Data from 230 eyes of 196 patients with primary open-angle glaucoma (POAG) or ocular hypertension who had documented OMNI procedures between January 2018 and June 2023, as well as a minimum 6-month postoperative follow-up and no prior filtration surgeries, were used in the study. Baseline mean intraocular pressure (IOP) measured 22.1 mmHg. IOP changes were measured at 6, 12, 18, 24, and 36 months, as were glaucoma medication usage and secondary surgical interventions (SSI). Baseline medication usage was 2.1 classes per patient.
With the OMNI procedure, postoperative IOP reductions ranged from 15.1 to 16.7 mmHg across all time points, representing a mean decrease of 5.6 to 7.1 mmHg. Eyes with higher baseline IOP (>18 mmHg) demonstrated greater reductions (7.5 to 8.9 mmHg) compared to eyes with lower baseline IOP (≤18 mmHg, 1.0 to 2.7 mmHg). Reduction in medication use was significant through 18 months. By 36 months, 59.1% of patients were medication-free. These results aligned with previous studies on OMNI’s efficacy.

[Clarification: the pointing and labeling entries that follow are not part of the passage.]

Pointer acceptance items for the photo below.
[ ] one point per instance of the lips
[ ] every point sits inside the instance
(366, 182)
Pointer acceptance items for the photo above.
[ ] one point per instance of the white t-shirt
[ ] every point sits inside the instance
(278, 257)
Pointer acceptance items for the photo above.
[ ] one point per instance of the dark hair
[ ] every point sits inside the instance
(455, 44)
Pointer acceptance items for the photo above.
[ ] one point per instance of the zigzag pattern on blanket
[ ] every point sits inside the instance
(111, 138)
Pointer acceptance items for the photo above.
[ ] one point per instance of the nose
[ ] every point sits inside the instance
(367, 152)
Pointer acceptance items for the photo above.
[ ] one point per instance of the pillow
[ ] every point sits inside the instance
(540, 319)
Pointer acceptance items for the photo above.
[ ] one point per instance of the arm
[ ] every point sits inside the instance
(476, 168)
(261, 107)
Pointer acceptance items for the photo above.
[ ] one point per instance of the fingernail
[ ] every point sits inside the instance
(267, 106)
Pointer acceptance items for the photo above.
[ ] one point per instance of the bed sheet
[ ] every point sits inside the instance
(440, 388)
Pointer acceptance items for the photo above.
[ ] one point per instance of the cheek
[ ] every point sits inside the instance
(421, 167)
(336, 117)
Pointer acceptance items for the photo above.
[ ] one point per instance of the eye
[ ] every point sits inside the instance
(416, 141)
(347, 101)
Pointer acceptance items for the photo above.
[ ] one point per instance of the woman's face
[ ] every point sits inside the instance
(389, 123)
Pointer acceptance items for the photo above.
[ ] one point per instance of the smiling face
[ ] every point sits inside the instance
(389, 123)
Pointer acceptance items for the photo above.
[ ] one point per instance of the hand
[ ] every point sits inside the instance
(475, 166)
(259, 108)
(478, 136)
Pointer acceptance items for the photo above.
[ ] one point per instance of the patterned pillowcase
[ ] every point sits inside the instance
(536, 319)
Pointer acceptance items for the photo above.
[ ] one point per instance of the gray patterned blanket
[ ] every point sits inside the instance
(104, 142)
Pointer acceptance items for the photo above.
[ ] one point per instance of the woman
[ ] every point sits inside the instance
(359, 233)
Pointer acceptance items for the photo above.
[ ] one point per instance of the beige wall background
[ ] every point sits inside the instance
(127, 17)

Overall, 37.4% of eyes required SSI within 36 months. Nearly half (44.4%) of procedures were performed by glaucoma specialists. The remainder were performed by cataract/anterior segment specialists (25.7%) and comprehensive ophthalmologists (13.5%). SSI rates were higher in eyes with elevated baseline IOP (45.9%) than in those with lower baseline IOP (18.3%), perhaps because these eyes were well-controlled with medication and underwent the OMNI procedure to reduce medication burden. The investigators suggested that this data may be valuable in determining future candidates for standalone OMNI. They also noted the diversity of patient characteristics and practice patterns that may also be helpful for other clinicians’s treatment decisions.
The OMNI system demonstrated long-term efficacy in reducing IOP and medication burden for both mild and severe POAG cases. “Of note,” Dr. Radcliffe and colleagues wrote, “the IOP and medication reductions observed in the current study also compare favorably with similar reductions seen with standalone procedures including gonioscopy-assisted transluminal trabeculotomy, trabecular ablation, excisional goniotomy, and ab interno canaloplasty.”
From this and previous data, they concluded that standalone OMNI procedures provide an alternative for patients struggling with medication adherence or side effects.
A full list of author disclosures can be found in the published research.